Bove si racconta a VanityFair: "Voglio tornare a giocare, vediamo gli esami". Sul malore: "L’ho rivisto e mi sono detto ’Che figura di...’". "Martina la mia forza".
FIRENZE
"Ricordo davvero poco. Che ero in campo e a un certo punto ha cominciato a girarmi la testa come quando ti alzi troppo velocemente dal letto, ho avvertito una sensazione di spossatezza… e basta. Non ricordo di essere caduto. Mi sono risvegliato in ospedale, toccandomi le gambe perché pensavo mi fosse successo qualcosa al ginocchio, un incidente. Per me, all’inizio, non è stato difficile come per i miei cari: io non capivo nemmeno la gravità della situazione, pensavo di essere semplicemente svenuto".
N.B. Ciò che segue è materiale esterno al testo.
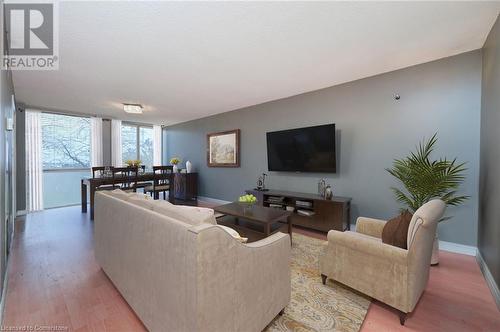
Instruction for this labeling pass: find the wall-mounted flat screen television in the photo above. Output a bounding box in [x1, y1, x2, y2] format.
[266, 124, 336, 173]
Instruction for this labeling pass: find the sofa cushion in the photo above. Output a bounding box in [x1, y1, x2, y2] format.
[110, 189, 132, 200]
[110, 189, 151, 201]
[381, 210, 413, 249]
[128, 195, 156, 210]
[108, 189, 155, 210]
[152, 200, 216, 226]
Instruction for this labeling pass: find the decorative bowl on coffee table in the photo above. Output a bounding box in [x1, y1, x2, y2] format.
[238, 201, 256, 214]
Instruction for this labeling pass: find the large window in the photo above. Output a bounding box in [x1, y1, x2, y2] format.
[41, 113, 91, 208]
[121, 124, 137, 163]
[42, 113, 91, 168]
[122, 123, 153, 167]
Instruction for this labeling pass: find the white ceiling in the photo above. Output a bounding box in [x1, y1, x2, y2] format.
[12, 1, 500, 125]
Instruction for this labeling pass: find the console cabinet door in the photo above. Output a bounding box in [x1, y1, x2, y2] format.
[174, 173, 198, 200]
[314, 200, 345, 232]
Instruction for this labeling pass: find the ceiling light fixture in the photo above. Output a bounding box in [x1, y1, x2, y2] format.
[123, 103, 143, 114]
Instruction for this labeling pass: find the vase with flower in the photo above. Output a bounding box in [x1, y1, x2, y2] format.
[125, 159, 141, 168]
[170, 157, 181, 173]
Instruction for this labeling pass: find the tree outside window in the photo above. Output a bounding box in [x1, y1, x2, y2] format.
[121, 124, 137, 163]
[41, 113, 92, 208]
[121, 123, 153, 168]
[140, 126, 153, 167]
[41, 113, 90, 169]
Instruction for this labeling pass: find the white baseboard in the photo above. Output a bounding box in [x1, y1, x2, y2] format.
[476, 251, 500, 310]
[198, 196, 231, 205]
[439, 240, 477, 256]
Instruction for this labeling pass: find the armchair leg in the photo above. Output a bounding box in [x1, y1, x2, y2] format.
[321, 274, 327, 285]
[398, 311, 408, 325]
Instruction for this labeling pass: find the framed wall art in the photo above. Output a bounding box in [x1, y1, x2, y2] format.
[207, 129, 240, 167]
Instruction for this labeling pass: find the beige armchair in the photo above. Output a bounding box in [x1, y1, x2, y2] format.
[319, 199, 445, 325]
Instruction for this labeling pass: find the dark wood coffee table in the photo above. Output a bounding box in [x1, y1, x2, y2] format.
[214, 202, 292, 242]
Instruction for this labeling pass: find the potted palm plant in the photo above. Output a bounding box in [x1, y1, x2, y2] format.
[386, 133, 468, 265]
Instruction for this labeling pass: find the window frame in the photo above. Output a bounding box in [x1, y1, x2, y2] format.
[121, 121, 154, 165]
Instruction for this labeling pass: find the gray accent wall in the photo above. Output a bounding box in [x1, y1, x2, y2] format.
[165, 51, 482, 246]
[479, 15, 500, 294]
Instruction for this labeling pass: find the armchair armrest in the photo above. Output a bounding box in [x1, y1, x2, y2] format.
[356, 217, 387, 238]
[328, 230, 408, 265]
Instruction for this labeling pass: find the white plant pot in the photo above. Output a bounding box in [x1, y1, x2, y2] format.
[172, 164, 178, 173]
[431, 234, 439, 266]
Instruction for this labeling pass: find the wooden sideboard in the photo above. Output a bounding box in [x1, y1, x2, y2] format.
[174, 173, 198, 201]
[246, 189, 351, 232]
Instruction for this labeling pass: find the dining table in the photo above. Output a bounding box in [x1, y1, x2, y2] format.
[81, 171, 172, 220]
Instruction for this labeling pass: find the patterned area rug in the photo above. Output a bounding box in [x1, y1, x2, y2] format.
[265, 233, 370, 332]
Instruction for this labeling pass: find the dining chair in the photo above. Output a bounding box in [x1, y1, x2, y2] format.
[92, 166, 119, 191]
[135, 165, 153, 192]
[145, 166, 173, 201]
[112, 166, 138, 192]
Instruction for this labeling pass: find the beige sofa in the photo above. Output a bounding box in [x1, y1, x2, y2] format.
[319, 199, 445, 325]
[94, 191, 291, 332]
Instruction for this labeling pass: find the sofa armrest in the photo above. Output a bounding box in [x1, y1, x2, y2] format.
[235, 232, 291, 330]
[245, 232, 289, 248]
[328, 230, 408, 265]
[356, 217, 387, 238]
[194, 228, 291, 332]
Edoardo Bove – schivo, dolce, il viso da ’bravo ragazzo’ di una volta – rompe il silenzio in un’intervista fiume a Vanity Fair, in edicola giovedì prossimo (e il martedì successivo in abbinamento gratuito con il nostro giornale).
E lo fa a quasi tre mesi da quel drammatico 1 dicembre, quando il giovane centrocampista viola, al minuto 17 di un tiratissimo Fiorentina-Inter si accasciò davanti alle telecamere e tolse il respiro a una città intera. "È come se si fosse chiuso un cerchio" dice ora Bove a proposito della sfida poi recuperata alcuni giorni fa con i nerazzurri. Stessi colori, stessa atmosfera di quel maledetto giorno di dicembre. Con il cerchio chiuso c’è spazio anche per un sorriso. E il talentuoso centrocampista romano se lo concede quando racconta di aver rivisto subito su Instragram le immagini" e di aver pensato: "’Ammazza che figura di… davanti al mondo intero. Ma non potevi scegliere un altro momento?!’. Subito dopo, però – prosegue nell’intervista – ho capito di essere stato molto, molto fortunato. Ho rischiato tanto, devo essere grato alla vita perché tutto è successo in un campo di calcio, col soccorso a portata di mano: in 13 minuti ero in ospedale. Non so come sarebbe andata, se fosse successo in un’altra circostanza. Dopo aver metabolizzato, mi sono sentito la persona più felice del mondo".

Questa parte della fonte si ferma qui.